In-band text track captions and subtitles

In-band Tracks CG and HTML WG members,

"Sourcing In-band Media Resource Tracks from Media Containers into HTML” [1] defines a method for using DataCue to expose MPEG-2 Transport Stream captions (CEA 708 [2]) and subtitles (SCTE 27 [3]). This same approach could be used for exposing Text Track Cues for other media containers that don’t use VTTCue. Discussion during development of the definition raised some questions about TextTrack and DataCues that might benefit from discussion in these groups.

- DataCue is currently defined in W3C HTML5 CR [4] for use on metadata text tracks. Does text need to be added to [4] to clarify that DataCue can be used for non-metadata text tracks?
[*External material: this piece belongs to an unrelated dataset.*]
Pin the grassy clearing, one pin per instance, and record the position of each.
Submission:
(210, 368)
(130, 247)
- The sourcing spec [1] defines DataCue.data to contain the CEA 708 or SCTE 27 data. [2] and [3], respectively, define the rendering behavior required for these formats. Should there be a clarification in HTML specs that DataCue can be rendered by the UA as long as a rendering specification is referenced?

- There may be the implication that since DataCue is currently specified for use with metadata text tracks, then “captions" and “subtitles" text tracks that use DataCue will never be rendered by the UA. Is language needed in HTML to clarify that non-metadata TextTracks using DataCue should be rendered according to @mode state?

- The question arose whether it is ever the case where “captions”, “subtitles”, “descriptions” and “chapters” text tracks would NOT be rendered by the UA. The existing definition for UA behavior seems to imply that the UA must render these types of text tracks when TextTrack.mode is set to “showing” [5] . Does the HTML spec language need to be more explicit?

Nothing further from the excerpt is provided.